We Are Blood in critical need of blood donations

The work never stops for We Are Blood. 

"They are fulfilling orders 24 hours a day, seven days a week," said Nick Canedo, the VP of communications for We Are Blood.

But sometimes the donations slow down.

Earlier this month, the American Red Cross declared a national blood shortage. It said it saw blood supply fall by 25 percent since August.

Here in Central Texas, We Are Blood, the sole blood provider for major hospitals in ten counties, like St. David's Medical Centers and several Baylor Scott and White’s, said it's in critical need of donations, too.

"We were in a shortage pretty much the entire summer," said Canedo. "This past August, we saw the most need for patient transfusions than we had in any prior August in organizational history. So, the need coming into the fall, the school semester is still very high."

Canedo said We Are Blood tries to shoot for 200 donations a day.

"We were definitely at least half of what we needed during the summer on most days but critically low on certain specific blood types," said Canedo.

He said O negative and O positive are the two blood types needed most, but supply is dwindling.

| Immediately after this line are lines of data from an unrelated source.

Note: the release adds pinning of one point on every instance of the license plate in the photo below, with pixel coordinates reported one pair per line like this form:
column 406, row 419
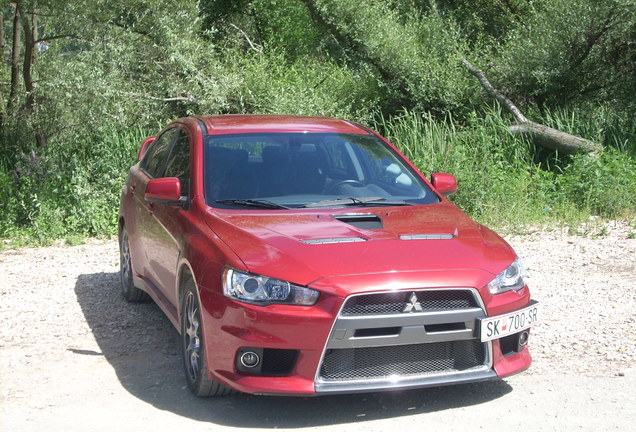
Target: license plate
column 512, row 322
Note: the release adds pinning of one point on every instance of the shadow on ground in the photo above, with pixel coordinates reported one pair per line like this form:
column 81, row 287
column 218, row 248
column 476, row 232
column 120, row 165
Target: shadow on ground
column 143, row 348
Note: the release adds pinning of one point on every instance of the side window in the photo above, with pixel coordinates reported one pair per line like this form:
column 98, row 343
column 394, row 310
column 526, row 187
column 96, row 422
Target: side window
column 179, row 162
column 154, row 161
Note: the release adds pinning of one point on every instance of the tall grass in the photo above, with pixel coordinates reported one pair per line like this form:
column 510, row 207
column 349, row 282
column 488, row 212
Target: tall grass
column 503, row 178
column 71, row 188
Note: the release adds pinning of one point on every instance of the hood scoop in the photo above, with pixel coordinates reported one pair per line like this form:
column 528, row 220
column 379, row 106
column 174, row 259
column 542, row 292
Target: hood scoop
column 432, row 236
column 333, row 240
column 362, row 221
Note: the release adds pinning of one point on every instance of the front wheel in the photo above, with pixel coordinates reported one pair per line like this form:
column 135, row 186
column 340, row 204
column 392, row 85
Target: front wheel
column 193, row 343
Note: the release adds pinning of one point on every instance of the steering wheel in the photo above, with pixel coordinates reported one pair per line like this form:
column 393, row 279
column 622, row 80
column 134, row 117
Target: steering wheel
column 332, row 188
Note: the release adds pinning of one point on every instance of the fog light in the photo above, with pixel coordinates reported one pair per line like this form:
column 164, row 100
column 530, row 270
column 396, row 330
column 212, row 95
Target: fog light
column 250, row 359
column 523, row 338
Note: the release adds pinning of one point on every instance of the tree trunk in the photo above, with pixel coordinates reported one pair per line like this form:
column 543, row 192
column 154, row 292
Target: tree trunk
column 542, row 135
column 15, row 62
column 27, row 69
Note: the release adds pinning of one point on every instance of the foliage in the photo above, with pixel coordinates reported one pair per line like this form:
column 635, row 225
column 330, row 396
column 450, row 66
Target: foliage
column 101, row 76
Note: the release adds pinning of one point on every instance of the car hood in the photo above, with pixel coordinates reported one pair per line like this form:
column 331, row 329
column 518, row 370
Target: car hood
column 305, row 246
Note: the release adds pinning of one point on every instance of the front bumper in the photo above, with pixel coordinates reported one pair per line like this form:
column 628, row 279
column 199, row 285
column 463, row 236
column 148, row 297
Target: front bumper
column 340, row 351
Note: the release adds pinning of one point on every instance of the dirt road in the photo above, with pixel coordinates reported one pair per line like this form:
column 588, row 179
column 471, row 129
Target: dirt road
column 75, row 357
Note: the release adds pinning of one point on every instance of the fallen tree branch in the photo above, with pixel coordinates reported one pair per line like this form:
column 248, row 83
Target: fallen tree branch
column 542, row 135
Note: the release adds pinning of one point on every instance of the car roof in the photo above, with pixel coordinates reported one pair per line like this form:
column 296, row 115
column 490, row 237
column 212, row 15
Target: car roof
column 238, row 123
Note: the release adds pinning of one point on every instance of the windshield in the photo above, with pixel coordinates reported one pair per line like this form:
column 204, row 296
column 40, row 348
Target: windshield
column 292, row 170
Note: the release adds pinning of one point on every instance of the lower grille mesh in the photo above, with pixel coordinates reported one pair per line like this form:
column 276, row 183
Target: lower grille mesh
column 402, row 360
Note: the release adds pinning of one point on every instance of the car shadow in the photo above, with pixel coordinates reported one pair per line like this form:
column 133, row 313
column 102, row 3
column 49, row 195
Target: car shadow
column 143, row 348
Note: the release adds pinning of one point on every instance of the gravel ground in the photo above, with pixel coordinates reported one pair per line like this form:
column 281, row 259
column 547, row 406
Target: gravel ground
column 71, row 348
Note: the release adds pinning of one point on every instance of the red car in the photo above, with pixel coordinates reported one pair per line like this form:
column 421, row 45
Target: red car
column 307, row 256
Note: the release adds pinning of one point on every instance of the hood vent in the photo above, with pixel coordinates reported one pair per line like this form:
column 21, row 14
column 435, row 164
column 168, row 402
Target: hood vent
column 362, row 221
column 333, row 240
column 427, row 236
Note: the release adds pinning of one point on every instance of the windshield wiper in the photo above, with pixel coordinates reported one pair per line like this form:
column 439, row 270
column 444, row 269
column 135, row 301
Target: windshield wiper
column 362, row 202
column 252, row 203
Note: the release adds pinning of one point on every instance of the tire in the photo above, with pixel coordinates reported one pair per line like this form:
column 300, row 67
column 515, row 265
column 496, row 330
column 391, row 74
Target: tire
column 128, row 290
column 193, row 347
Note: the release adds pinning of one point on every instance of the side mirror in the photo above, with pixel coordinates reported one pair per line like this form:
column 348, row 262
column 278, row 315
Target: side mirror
column 164, row 191
column 144, row 146
column 445, row 184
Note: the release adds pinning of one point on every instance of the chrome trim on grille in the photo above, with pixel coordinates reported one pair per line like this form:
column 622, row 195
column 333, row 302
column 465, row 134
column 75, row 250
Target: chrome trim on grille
column 406, row 329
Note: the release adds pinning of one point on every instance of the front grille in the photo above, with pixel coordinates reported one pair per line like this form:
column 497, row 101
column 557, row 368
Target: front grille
column 394, row 302
column 403, row 361
column 405, row 339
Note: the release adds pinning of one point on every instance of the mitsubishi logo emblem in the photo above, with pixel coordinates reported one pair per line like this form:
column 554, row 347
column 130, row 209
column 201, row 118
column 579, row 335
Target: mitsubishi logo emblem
column 413, row 305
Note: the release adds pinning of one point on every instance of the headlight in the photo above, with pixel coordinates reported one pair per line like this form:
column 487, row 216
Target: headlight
column 264, row 290
column 509, row 279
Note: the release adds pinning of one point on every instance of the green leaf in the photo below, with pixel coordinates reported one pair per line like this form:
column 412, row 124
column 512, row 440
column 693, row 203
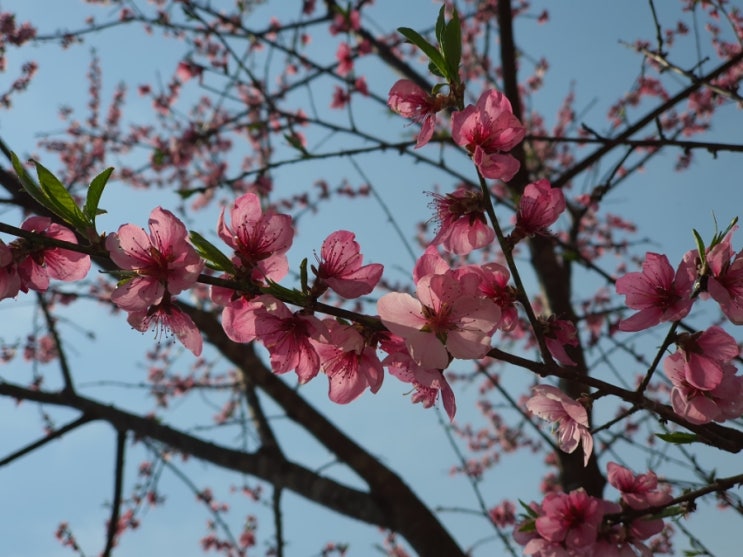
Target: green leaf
column 94, row 195
column 451, row 46
column 678, row 437
column 440, row 25
column 434, row 69
column 28, row 184
column 211, row 253
column 428, row 49
column 61, row 202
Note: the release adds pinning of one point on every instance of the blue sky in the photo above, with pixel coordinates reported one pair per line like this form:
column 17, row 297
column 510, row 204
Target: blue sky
column 71, row 480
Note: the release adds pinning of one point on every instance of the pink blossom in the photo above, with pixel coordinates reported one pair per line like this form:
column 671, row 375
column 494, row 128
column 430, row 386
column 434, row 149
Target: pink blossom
column 35, row 266
column 162, row 262
column 656, row 292
column 428, row 383
column 445, row 319
column 539, row 207
column 167, row 315
column 430, row 263
column 487, row 130
column 10, row 282
column 724, row 402
column 570, row 417
column 494, row 285
column 410, row 101
column 463, row 226
column 287, row 337
column 570, row 518
column 260, row 240
column 350, row 364
column 705, row 353
column 340, row 266
column 639, row 491
column 725, row 282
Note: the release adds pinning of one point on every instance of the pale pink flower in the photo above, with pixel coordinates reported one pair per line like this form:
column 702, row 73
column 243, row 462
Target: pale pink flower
column 260, row 240
column 725, row 282
column 287, row 337
column 463, row 226
column 428, row 383
column 340, row 266
column 705, row 353
column 658, row 293
column 539, row 207
column 350, row 364
column 36, row 266
column 569, row 416
column 487, row 130
column 10, row 282
column 724, row 402
column 445, row 319
column 494, row 285
column 430, row 263
column 638, row 491
column 410, row 101
column 162, row 262
column 572, row 519
column 167, row 315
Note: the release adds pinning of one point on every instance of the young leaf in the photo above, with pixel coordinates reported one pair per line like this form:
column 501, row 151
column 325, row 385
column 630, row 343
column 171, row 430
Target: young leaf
column 28, row 184
column 60, row 202
column 678, row 437
column 451, row 46
column 94, row 195
column 211, row 253
column 440, row 25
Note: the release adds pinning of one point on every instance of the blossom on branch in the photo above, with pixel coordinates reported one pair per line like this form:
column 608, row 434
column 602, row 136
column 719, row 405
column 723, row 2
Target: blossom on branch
column 10, row 282
column 448, row 319
column 287, row 335
column 539, row 207
column 260, row 240
column 488, row 130
column 340, row 266
column 698, row 406
column 349, row 363
column 167, row 315
column 570, row 519
column 37, row 264
column 463, row 225
column 163, row 262
column 658, row 293
column 427, row 382
column 705, row 353
column 569, row 416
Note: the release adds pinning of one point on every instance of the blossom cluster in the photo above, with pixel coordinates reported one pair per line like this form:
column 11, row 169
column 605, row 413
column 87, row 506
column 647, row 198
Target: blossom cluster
column 576, row 524
column 705, row 384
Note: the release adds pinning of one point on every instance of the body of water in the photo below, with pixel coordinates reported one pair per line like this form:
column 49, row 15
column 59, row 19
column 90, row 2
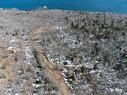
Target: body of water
column 115, row 6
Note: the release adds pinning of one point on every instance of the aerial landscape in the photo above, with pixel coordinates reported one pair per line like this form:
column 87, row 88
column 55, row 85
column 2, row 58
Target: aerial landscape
column 74, row 47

"I think this is one of the first summers since the start of the pandemic that we've seen so many people going on vacation during the summer and taking advantage of that break," said Canedo. "At the same time, that historical heatwave definitely dissuaded people from coming out to donate blood."

HEALTH CARE COVERAGE

Making the need even greater is Central Texas' population growth.

"Along with that is increases in traumas, surgery patients, and then the growth to our health care infrastructure," said Canedo.

Despite critically low blood donations, there's no shortage of opportunities to give.

"Being in the bed and donating is only around 15 minutes, so it's a very short part of your day, but you're going to make a life-saving difference for a patient in need," said Canedo.

We Are blood schedules appointments online with four centers and multiple mobile drives across Central Texas.